Grading Difficult – low range gearing and high ground clearance..
Time Two days minimum
Distance 80km, Seisia return
Longest drive
without fuel
80km, Seisia return; 74km Seisia to Bamaga
Best time of year Dry Season (May – October).
Warnings Crocodile infested estuaries and beaches. Alcohol restrictions apply.
Permits and fees None apply
Facilities Seisia, Bamaga
Camping Seisia Holiday Park; bush camping at Nanthau Beach; Somerset Beach
Important contacts Bamaga Information Centre Ph (07) 4069 3211; Northern Peninsula Area Regional Council, Seisia office Ph (07) 4048 6700; Northern Peninsula Area Regional Council, Bamaga office Ph (07) 4090 4100; Jardine River Ferry Ph (07) 4069 1369

The Track

From Seisia the road runs through Bamaga and back up towards The Tip, or you can take the back track that runs through rainforest and savannah, coming out south of the Croc Tent at Lockerbie.

A track about 11km south of The Tip turns off to the east and runs out to the old Somerset ruins where there is basic camping and plenty for the history buff to explore.

South along the coastline (and signposted roughly) is a track out to Nanthau Beach via Fly Point and Vallack Point.
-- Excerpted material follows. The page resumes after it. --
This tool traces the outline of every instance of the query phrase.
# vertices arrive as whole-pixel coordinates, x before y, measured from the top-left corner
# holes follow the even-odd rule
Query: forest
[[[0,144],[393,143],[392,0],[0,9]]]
This coastline is spectacular, with rolling hills, sandy beaches and ruddy headlands.

Things to do

Despite the rich history of the area, the beautiful scenery and the sheer volume of travellers heading to The Tip each year, the facilities here are almost non-existent. The Somerset ruins show one part of the region’s history, and a sandstone cave to the north of the homestead site on the coast houses Aboriginal paintings that tell a much longer historical narrative. This may be the only known Aboriginal gallery north of the Quinkan sites around Laura.

Camping is available at Somerset overlooking Albany Island, with a toilet block and shelter. A tinnie can be launched here in the calm waters of Albany Passage, but the tides over the surrounding reefs can be treacherous. The beach run out at Nanthau is great for beachcombing or just camping away from the crowds of The Tip. The fishing yields queenfish, trevally and salmon.


One of the earliest settlements on the Cape, Somerset was established in 1864. John Jardine was placed in charge of the settlement, and after an epic ten month cattle drive from Rockhampton to Somerset, his son Frank Jardine would continue the family connection to this settlement until 1873.

As much a military outpost as a sanctuary for sailors wrecked on the numerous reefs and straits of the waters, the settlement definitely proved its worth to many stranded men. The graves of Frank Jardine and his wife remain in the shade of the trees along the beach at Somerset.